Swiss quantum engineer

Edoardo Charbon (born 1964 in Sorengo, Switzerland) is a Swiss electrical engineer. He is a professor of quantum engineering at EPFL (École Polytechnique Fédérale de Lausanne) and the head of the Laboratory of Advanced Quantum Architecture (AQUA) at the School of Engineering.

== Career ==
Charbon was born and raised in Ticino, in the southern part of Switzerland. He received a Diploma in electrical engineering in 1988 from ETH Zurich. He then pursued first a master's degree in electrical and computer engineering from the University of California, San Diego in 1991, before joining the University of California, Berkeley, where he graduated with a PhD in electrical engineering and computer sciences (EECS) with a thesis on analog and mixed-signal design automation in 1995. Until 2000, he stayed affiliated at University of California, Berkeley, while working at the company Cadence Design Systems as the architect of intellectual property protection projects. In 2000, he joined the company Canesta Inc. as chief architect to lead the development of wireless 3D CMOS image sensors.

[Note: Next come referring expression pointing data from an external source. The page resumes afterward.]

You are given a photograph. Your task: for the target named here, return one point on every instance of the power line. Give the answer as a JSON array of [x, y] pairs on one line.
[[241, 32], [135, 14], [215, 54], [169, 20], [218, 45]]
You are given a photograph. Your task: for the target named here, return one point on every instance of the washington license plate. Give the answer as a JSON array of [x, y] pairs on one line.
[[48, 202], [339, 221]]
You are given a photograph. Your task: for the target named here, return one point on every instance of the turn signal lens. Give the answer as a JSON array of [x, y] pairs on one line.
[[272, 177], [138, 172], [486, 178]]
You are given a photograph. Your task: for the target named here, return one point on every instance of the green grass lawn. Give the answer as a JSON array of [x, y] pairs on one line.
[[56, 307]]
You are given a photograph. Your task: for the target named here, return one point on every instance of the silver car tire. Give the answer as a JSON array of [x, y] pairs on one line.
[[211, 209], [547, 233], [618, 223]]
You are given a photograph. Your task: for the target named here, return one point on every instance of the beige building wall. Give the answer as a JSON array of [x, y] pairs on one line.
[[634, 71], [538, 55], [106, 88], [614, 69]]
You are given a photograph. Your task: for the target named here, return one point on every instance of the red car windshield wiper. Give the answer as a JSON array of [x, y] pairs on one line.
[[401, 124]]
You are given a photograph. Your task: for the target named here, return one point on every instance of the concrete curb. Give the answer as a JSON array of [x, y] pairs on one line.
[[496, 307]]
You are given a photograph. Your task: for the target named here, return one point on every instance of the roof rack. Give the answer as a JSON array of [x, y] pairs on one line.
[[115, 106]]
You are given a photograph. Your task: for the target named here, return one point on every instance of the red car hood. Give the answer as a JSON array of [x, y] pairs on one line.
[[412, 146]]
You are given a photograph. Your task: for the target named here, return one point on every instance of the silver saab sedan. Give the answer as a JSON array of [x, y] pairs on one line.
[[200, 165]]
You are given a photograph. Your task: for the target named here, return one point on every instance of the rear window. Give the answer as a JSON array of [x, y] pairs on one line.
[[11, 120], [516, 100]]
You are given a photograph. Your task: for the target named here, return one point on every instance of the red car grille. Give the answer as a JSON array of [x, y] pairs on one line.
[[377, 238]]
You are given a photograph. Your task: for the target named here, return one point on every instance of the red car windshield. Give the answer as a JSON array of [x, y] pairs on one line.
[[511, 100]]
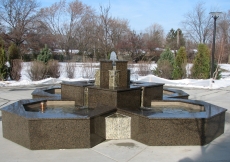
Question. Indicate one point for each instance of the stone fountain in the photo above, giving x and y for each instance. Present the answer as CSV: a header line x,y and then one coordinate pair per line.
x,y
112,107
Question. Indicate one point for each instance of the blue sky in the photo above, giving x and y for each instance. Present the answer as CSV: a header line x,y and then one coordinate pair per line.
x,y
143,13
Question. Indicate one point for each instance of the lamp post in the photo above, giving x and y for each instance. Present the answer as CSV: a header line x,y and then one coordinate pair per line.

In 2002, Charbon joined the faculty of EPFL, where he has since 2015 been full professor of electrical engineering as well as the head of Laboratory of Advanced Quantum Architecture at EPFL's School of Engineering.

From 2008 to 2016, he was also professor at the Chair of VLSI design at Delft University of Technology. He is a distinguished visiting scholar of the W. M. Keck Institute for Space at California Institute of Technology (Caltech), and a fellow of the Kavli Institute of Nanoscience at Delft University of Technology.

== Research ==

Charbon's research is focused on the multi-disciplinary boundaries between physics and electrical engineering, and is invested both in ground research as well as the development of hardware and software systems. He investigates and develops cryogenic electronics, near and short wave infrared single photon avalanche devices (SPAD), light detecting and ranging (LIDAR) applications, microscopy, positron emission tomography (PET) components, quantum random number generators (QRNG), and super conducting devices.

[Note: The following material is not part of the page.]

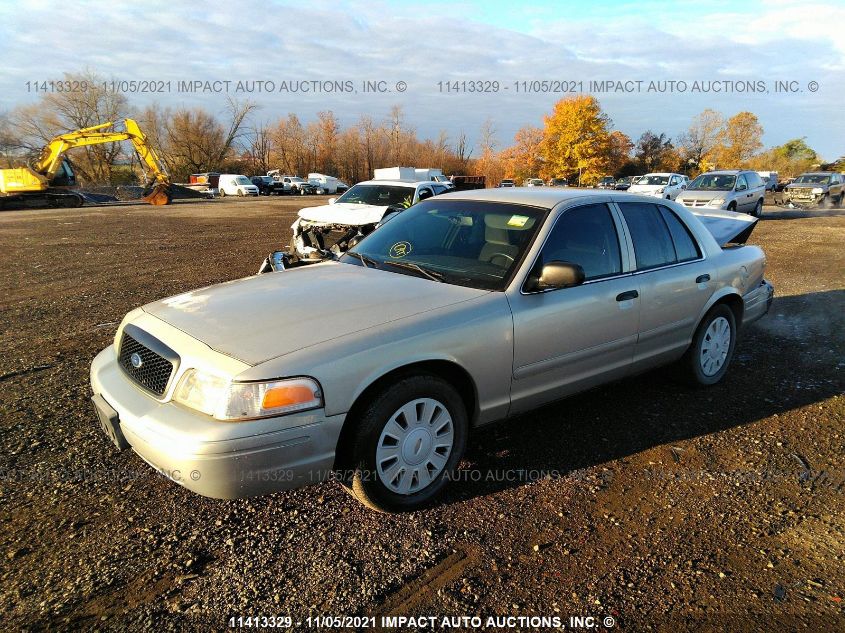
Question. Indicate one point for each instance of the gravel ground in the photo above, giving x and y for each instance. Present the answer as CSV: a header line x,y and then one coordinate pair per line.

Charbon lead and participated in a row of international and interdisciplinary research projects such as Megaframe (2006-2009), SPADNet (2010-2014), EndoTOFPET-US (2011-2015), Polis (2014-2018), MOS-QUITO (2016-2019), Qu3D (2019-2022), SuperMaMa (2020-2022).

He is the author or co-author of over 400 papers and two books, and he holds 23 patents.

His research has been featured in several news outlets such as Mirage News, Link Magazine, EE Times, New Scientist, Liechtensteiner Vaterland, and Les Nummeriques.

== Distinctions ==
He is the co-recipient of the best European paper award, IEEE International Solid-State Circuits Conference in 2021.

He is the recipient of the Venture Kick Awards in 2014 and 2020.

He is the recipient of the Europe's Best Academic Research Team Award in 2019 and the co-recipient of the best paper award, International Image Sensor Society (with Preethi Padmanabhan) in the same year.

He is the co-recipient of the best paper award, IEEE Nuclear Science Symposium (with Andrada Muntean in 2018 and with Francesco Gramuglia in 2020) and Physics and Applications of Superconducting Nanowire SPDs Conference (with Simone Frasca) in 2018.

He is the co-recipient of the best paper award, IEEE IWASI (with Fabio Sebastiano and Andrei Vladimirescu) in 2017.

He is a distinguished lecturer of the IEEE Photonics Society, a fellow of the IEEE (Institute of Electrical and Electronics Engineers), and a member of the Electron Devices Society (EDS), QuTech, and the Kavli Institute of Nanoscience Delft (KIND).

He is the founder of several start-up companies such as Fastree3D, Pi Imaging Technology, and NovoViz.

== Selected works ==
- Niclass, C. (2005). "Design and characterization of a CMOS 3-D image sensor based on single photon avalanche diodes"
- Niclass, Cristiano (2008). "A 128 $\times$ 128 Single-Photon Image Sensor with Column-Level 10-Bit Time-to-Digital Converter Array"
- Niclass, Cristiano (2007). "A Single Photon Avalanche Diode Implemented in 130-nm CMOS Technology"
- Veerappan, Chockalingam (2011). "2011 IEEE International Solid-State Circuits Conference"
- Bruschini, Claudio (2019). "Single-photon avalanche diode imagers in biophotonics: Review and outlook"
- Chang, Henry (1997). "A Top-Down, Constraint-Driven Design Methodology for Analog Integrated Circuits"
- Richardson, Justin (2009). "2009 IEEE Custom Integrated Circuits Conference"
- Gersbach, Marek (2012). "A Time-Resolved, Low-Noise Single-Photon Image Sensor Fabricated in Deep-Submicron CMOS Technology"

== Awards ==
- ERC Synergy with the Technical University of Munich, Germany and the University of Valencia, Spain.